I hear you loud and clear on the varnish cambric.
I come from an age where there were no Polaris taps and I had to use ring lugs with bolts and washers or split bolts (bugs/kearny's).

Then insulating with three different (3) materials.

Varnish - _Wrap varnish tape sticky side up for the first layer._
Rubber Tape (Scotch)?
Plastic Tape Scotch 33
Friction Tape

Way back, the varnish tape had no glue. No sticky side.
We never let the varnish tape sticky side to come in contact with the connection. Wrap first few turns with sticky side up. Then rotate to finish sticky wrapping. Tight.
Then a good layer of rubber (The wide thick rubber) soften all corners. Finish with several wraps of Friction tape. 

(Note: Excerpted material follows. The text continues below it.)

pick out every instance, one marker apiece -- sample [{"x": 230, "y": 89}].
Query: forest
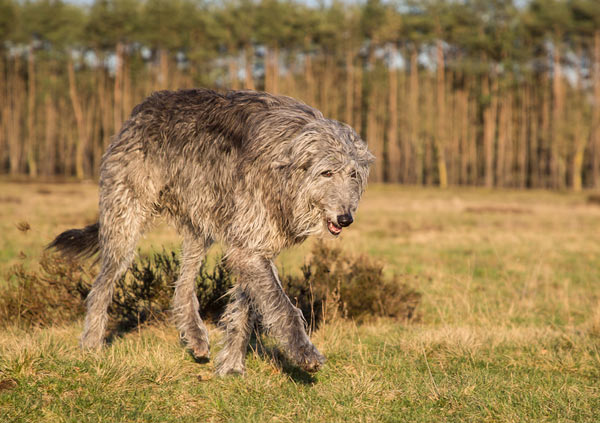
[{"x": 490, "y": 93}]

The friction tape is old school and I am not sure they even make it anymore. It has little if any dialectic strength/rating.
But, it is tough and a provides very good mechanical protection.


----------



## micromind (Aug 11, 2007)

ampman said:


> what type of starter did you use for that


Soft start with a bypass contactor.


----------



## sparky970 (Mar 19, 2008)

We just did a 500hp, 480v motor and drive fed with parallel 500's. Motor had 3 wires per phase in the peckerhead, which was about the size of a toaster. We ended up putting. A 24" x 24" NEMA 4x j-box on it. Mill spec is lug and tape. Double half lap of VC, 130c, and 33


----------



## Cow (Jan 16, 2008)

sparky970 said:


> We just did a 500hp, 480v motor and drive fed with parallel 500's. Motor had 3 wires per phase in the peckerhead, which was about the size of a toaster. We ended up putting. A 24" x 24" NEMA 4x j-box on it. Mill spec is lug and tape. Double half lap of VC, 130c, and 33


You have to wonder if the people who design motors have ever actually wired them? I've wired a bunch of motors with small peckerheads at 480v, I have no idea how they expect you to ever be able to wire them for 240V!!!! Thank god it's almost all 480 3 phase around here!


----------